The Forest Service argued that the less destructive methods under the 2018 were good enough for bears and fish; after all, grizzly bear populations in the Flathead were growing, not contracting. As such, it started crafting new projects that included new roads or reopened old roads after years of closing more than 700 miles of roads over the years under Amendment 19.

But two environmental groups, the Swan View Coalition and Friends of the Wild Swan both disagreed with that assertion and brought suit against the Forest Service.

The case has been winding its way through the courts for the past few years now. The environmental groups initially prevailed, but the Fish and Wildlife Service in 2022 issued a new biological opinion that aligned largely with the 2018 plan which led to the Forest Service winning on an appeal to the Ninth Circuit. The court ruled the environmental groups case was now moot, since the Fish and Wildlife Service had changed its biological opinion.

But the groups then re-filed their claims in 2022, claiming even the 2022 changes the agency made were inadequate and violated the Endangered Species Act.

DeSoto agreed, in part, with the environmental groups and also agreed in part with the Forest Service.

“Plaintiffs are entitled to summary judgment on their ESA claims regarding bull trout and bull trout critical habitat insofar as Fish and Wildfire Service failed to consider the effects of allowing culverts to remain on impassable roads,” DeSoto found.

She also found the Fish and Wildlife Service did not adequately address “ineffective” road closures in its analysis on the impacts of grizzly bears.

“Plaintiffs are entitled to summary judgment on their ESA claims regarding grizzly bears insofar as FWS failed to consider the impact of ineffective road closures on the 2011 baseline and grizzly bear populations,” she wrote.

The environmental groups claimed that road closures, like gates, were ineffective because people drove around them.

She did, however, find in favor the Fish and Wildlife Service on its analysis of unused roads and the impacts of sedimentation of closed roads on bull trout streams.

“FWS properly addressed the impacts of unused roads and increased roadbuilding on grizzly bears,” she found. “Defendants are (also) entitled to summary judgment on plaintiffs’ ESA claims insofar as FWS properly addressed sedimentation impacts of unused roads, unauthorized motorized use, and increased roadbuilding on bull trout and bull trout critical habitat.”

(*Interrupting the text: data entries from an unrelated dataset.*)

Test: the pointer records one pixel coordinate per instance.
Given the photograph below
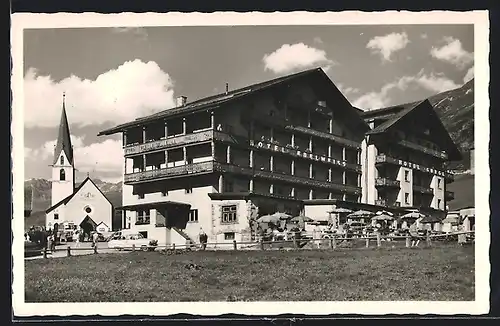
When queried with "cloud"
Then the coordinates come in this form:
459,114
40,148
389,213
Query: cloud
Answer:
293,57
318,40
388,44
131,90
105,158
435,83
469,75
453,52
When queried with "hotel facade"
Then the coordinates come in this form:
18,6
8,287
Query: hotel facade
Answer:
293,144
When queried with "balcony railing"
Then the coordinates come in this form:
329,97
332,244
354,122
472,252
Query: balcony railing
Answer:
176,171
157,145
324,135
384,182
211,166
423,149
423,189
383,158
386,203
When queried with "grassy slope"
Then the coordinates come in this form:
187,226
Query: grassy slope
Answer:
445,273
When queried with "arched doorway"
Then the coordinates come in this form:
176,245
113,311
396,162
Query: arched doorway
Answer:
88,225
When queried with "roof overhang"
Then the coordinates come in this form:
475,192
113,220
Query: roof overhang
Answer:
152,205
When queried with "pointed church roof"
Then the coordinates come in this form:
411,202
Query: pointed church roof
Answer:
63,137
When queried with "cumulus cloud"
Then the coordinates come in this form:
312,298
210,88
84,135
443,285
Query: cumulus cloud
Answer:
131,90
386,45
454,53
293,57
469,75
105,157
435,83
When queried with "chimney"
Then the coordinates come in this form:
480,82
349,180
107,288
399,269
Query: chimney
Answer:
180,101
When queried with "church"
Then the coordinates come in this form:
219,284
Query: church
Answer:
84,207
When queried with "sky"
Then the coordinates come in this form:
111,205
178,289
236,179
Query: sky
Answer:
114,75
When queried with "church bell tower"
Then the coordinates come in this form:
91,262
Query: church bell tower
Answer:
63,171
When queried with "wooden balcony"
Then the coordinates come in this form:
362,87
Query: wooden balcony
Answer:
385,159
275,176
385,182
423,190
171,172
324,135
423,149
181,140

That aside, DeSoto recommended that the Fish and Wildlife Service once again go back to the drawing board on its road management opinion for the Flathead.

“It is further recommended that the provisions of the revised biological opinion that violated the ESA remanded without vacatur to the agencies for further consideration consistent with this opinion,” she found.

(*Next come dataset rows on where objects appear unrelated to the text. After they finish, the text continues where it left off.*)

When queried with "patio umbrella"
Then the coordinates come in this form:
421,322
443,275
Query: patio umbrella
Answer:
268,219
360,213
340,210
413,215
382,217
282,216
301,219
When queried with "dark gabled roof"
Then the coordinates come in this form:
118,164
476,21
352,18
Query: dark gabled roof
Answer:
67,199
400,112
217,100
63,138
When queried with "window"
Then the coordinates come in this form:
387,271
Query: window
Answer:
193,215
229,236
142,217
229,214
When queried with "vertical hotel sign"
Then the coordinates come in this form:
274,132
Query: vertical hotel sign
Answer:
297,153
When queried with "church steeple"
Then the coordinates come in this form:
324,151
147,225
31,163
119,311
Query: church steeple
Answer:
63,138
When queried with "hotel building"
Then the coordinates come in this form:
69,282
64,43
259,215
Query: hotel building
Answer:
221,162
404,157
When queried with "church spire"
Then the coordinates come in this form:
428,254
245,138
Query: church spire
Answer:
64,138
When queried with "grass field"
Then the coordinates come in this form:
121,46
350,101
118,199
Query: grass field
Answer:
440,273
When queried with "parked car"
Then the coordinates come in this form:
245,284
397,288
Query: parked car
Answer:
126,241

“Without vacatur” means that the entire document doesn’t have to be re-examined, just the parts that speak to road management.

The Forest Service and the Fish and Wildlife Service both declined to comment on the suit, though the Forest Service said it does plan to raise objections to the findings. After objections are raised, District Court Judge Dana Christensen will examine the case. He can uphold DeSoto’s findings and recommendations, or come to his own conclusions. Once complete, he will issue a ruling and opinion.

DeSoto also allowed several projects on the Flathead National Forest that have already been planned to move forward, including the Mid Swan Project in the Swan Valley, the Dry Riverside project along the east side of the Hungry Horse Reservoir and the Rumbling Owl Project, which is also in the Swan.

“The government admits that illegal use of closed roads is a chronic problem, but has twice failed to account for those additional impacts to threatened grizzly bears,” Keith Hammer, Chair of Swan View Coalition said. “We are pleased that the court has again sent the agencies back to the drawing board.”